Ironically, I heard that we received the go-ahead for our EU Pig innovation Group (EU PiG) the day after Britain voted to leave the EU. Talk about timing!
My email to the group read something like: “Despite the political situation we find ourselves in this morning, we have been successful with €2m worth of funding, if everybody would still like to work with us?” Thank goodness they are all good-humoured!
This project was started because of duplication of effort in the EU.
Apparently, the first couple of meetings involved conversations that sounded something like this:
“So, I hear you have been developing a Salmonella monitoring scheme?”
“Yes, we’ve spent the last three years trying to implement something which hasn’t really been working very well.”
“Oh really? You should have asked us, plus another six organisations who have tried this over the last five years with a similar outcome.”
I might be exaggerating, but you get the idea. We’re a small industry and can’t afford to keep repeating projects and wasting money. So, after a few weeks of re-writing proposals and convincing our project manager of the importance of retaining our German and Hungarian partners, we officially began on November 1.

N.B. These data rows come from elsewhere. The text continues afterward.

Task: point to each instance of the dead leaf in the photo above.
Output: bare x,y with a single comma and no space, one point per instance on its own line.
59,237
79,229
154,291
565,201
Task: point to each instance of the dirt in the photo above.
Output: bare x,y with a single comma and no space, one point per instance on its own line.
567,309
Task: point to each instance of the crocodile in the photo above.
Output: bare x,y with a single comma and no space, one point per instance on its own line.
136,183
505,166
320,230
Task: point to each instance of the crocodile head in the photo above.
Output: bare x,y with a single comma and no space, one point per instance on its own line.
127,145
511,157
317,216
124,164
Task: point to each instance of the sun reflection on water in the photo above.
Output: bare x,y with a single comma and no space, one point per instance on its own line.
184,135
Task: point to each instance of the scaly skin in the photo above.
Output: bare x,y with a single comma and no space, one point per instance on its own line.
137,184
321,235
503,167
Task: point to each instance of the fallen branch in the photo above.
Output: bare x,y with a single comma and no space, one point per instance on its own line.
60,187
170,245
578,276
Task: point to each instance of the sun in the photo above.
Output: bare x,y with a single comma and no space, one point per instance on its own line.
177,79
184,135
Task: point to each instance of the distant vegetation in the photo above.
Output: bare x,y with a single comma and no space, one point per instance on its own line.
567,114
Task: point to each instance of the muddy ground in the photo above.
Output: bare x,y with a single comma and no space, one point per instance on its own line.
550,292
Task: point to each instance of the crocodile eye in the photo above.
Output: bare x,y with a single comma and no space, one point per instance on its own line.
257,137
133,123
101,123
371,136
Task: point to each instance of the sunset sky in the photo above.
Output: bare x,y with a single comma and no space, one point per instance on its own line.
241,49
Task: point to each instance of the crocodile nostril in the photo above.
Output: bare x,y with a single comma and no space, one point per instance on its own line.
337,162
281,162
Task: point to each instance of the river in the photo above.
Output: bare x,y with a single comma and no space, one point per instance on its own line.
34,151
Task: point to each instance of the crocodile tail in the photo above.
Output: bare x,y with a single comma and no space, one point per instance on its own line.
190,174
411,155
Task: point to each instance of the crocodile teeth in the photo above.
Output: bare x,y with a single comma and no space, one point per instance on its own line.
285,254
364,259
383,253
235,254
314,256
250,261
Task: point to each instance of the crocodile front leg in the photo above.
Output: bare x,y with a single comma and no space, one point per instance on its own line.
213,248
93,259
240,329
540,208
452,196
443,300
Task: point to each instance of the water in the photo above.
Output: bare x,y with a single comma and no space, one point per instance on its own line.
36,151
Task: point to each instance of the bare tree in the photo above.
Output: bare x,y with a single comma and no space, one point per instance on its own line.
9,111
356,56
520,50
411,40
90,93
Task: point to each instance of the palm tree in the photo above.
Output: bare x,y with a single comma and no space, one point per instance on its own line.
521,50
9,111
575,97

“We are a small industry and we can’t afford to keep repeating projects and wasting money”
In a nutshell, EU PiG is a four-year, €2m project looking at key issues under the broad headings of health management, precision production, animal welfare and meat quality. The project aims to connect producers with the latest science, husbandry techniques and technologies from fellow producers, academics and advisors through thematic and regional groups. It’s funded by the European Commission’s research and development programme, Horizon 2020.
The consortium consists of 19 organisations from 13 member states and is led by AHDB. Together, the consortium accounted for 92 per cent of the EU’s pig meat production and 89 per cent of the EU’s pig herd, based on 2014 figures.

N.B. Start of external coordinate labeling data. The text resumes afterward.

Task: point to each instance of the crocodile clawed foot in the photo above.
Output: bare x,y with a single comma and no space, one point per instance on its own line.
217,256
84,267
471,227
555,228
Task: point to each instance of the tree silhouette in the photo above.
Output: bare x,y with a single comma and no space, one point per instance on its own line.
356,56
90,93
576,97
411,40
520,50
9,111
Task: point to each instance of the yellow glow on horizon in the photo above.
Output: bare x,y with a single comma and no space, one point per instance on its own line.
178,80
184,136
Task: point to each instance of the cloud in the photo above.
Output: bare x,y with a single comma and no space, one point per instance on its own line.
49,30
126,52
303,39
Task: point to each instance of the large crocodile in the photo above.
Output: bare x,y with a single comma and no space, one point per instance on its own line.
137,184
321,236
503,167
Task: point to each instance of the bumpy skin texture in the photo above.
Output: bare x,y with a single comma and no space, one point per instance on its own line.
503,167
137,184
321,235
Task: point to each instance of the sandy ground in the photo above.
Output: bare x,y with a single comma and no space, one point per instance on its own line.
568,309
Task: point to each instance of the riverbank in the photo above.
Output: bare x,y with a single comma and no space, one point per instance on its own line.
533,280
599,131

Going forward, the consortium will ask producers to agree topics they would like investigated within the four themes.
Innovative best practice, combined with scientific knowledge, will be identified and shared, in addition to practical guidance.

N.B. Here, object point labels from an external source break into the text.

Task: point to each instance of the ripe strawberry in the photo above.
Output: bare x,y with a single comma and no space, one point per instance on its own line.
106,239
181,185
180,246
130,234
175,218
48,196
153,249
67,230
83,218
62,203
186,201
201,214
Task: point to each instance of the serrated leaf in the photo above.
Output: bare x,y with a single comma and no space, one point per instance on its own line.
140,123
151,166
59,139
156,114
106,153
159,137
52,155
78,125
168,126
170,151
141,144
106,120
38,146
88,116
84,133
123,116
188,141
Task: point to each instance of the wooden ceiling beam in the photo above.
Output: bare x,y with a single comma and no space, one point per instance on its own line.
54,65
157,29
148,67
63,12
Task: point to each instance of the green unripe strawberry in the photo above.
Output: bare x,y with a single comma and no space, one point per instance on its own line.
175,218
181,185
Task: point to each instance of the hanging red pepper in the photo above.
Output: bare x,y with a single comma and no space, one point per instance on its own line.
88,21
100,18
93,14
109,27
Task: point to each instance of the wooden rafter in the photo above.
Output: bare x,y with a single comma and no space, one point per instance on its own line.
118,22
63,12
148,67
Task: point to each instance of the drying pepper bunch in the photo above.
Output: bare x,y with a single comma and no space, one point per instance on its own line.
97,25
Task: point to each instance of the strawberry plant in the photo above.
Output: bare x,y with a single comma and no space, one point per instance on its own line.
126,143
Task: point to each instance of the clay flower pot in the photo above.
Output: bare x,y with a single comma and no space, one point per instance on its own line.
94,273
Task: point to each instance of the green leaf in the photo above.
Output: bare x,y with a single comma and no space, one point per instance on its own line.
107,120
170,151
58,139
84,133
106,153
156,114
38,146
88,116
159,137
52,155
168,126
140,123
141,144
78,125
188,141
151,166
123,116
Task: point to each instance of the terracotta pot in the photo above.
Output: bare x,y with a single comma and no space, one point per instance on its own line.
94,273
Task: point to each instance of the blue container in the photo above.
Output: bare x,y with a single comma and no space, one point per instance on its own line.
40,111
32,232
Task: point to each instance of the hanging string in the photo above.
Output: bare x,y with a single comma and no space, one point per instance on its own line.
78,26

The part of the project that I’m really looking forward to involves regional groups identifying innovative producers, who will then be introduced to each other to take part in virtual tours and mini competitions. I am hoping many of the English producers will put themselves forward for this. I know there are loads of interesting things going on.
EU PiG is very much a knowledge exchange network that is now up and running for the industry to use. Look out for the website and knowledge basecamp from February 2017, and technical reports and outputs from next spring. In the meantime, I might be in contact to make sure you are getting as much value as possible out of the funding.